Uncertain state tax positions are everywhere. Your company or your clients likely have them. Have you identified them? Have you addressed them?
During ‘busy season’ or ‘tax season, state tax questions often arise or lay there quietly in the background while federal tax issues get all of the attention.
State tax issues or the state tax impact of an issue or transaction is generally considered after the federal tax impact is addressed.
Non-state tax experts are sometimes just too busy to give state tax issues adequate time before a deadline. In other situations, non-state tax experts may simply view a state tax issue as less complicated than it really is. Consequently, state tax issues may not get addressed before the original due date of the returns and may only get addressed in late summer or early fall prior to the extended due date. This often creates a time crunch for uncertain state tax positions to get adequately addressed. That's one of the problems.
The other problem is that most state tax issues are more complex than they appear. A high-level overview or two hours of research won't cut it, especially when you are trying to determine the state tax impact of a large transaction or adequately source the gain on a sale of a partnership interest to the right state or states.
What are these 'uncertain state tax positions'?
Where can they appear?
The following is a summary of some of the areas or items that create uncertain state tax positions on state income tax returns:
Structure - intangible holding companies; REIT / RIC; buy / sell companies, management / services companies; state-specific structures; captive insurance companies; finance companies; factoring companies; check-the-box entities; pass-through entities;
Transactions - mergers, acquisitions, divestitures; repatriation dividends; reorganizations; bankruptcy issues;
Nexus - P.L. 86-272; economic nexus; attribution of activities; forced combination; foreign company nexus despite no permanent establishment in U.S.;
Filing Options - separate, nexus combined, hybrid nexus combined, unitary combined (waters-edge, worldwide); consolidated;
Apportionment - ability to apportion income; choice of formula; throwback / throwout; joyce vs. finnegan; sales factor sourcing (destination, market-based sourcing, cost of performance, commercial domicile, location of payor);
Tax Base - business v.s nonbusiness income vs. separate accounting; Internal Revenue Code (IRC) conformity; related party addbacks; depreciation adjustments; dividends received deduction conformity; transfer pricing; foreign source income; state specific additions/subtractions;
Treatment of Partnerships - entity vs. aggregate theory; unitary (tax base / factor flow-up) vs non-unitary (allocation); sale of partnership interest;
Tax Attributes - NOLs (pre-apportioned vs. post-apportioned); IRC Sec. 382 limitations; survivor / non-survivor limitations; credits (claw-backs; compliance with agreements);
How do you ensure these items are addressed adequately?
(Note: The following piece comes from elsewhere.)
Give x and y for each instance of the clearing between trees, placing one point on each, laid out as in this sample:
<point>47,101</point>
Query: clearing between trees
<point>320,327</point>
Get a state tax expert involved early.
How do you know when your client has any of these issues?
Create a checklist that helps you identify clients or when your company may have these issues. That checklist may be based on the amount of sales a company has, the amount of taxable income, the number of states they file returns in (or the number of states they should file in), or if they have a specific structure or entered into a transaction that obviously needs reviewed.
There are multiple checklists you could create, the key is to make one that works for your company or firm that doesn't slow down the compliance process, but does allow you to reduce risk and adequately document a supportable, defendable or winnable position.
I hope you have a great tax season (now and in the fall). I hope all of your uncertain state tax positions achieve as much certainty as they can and are adequately addressed and documented.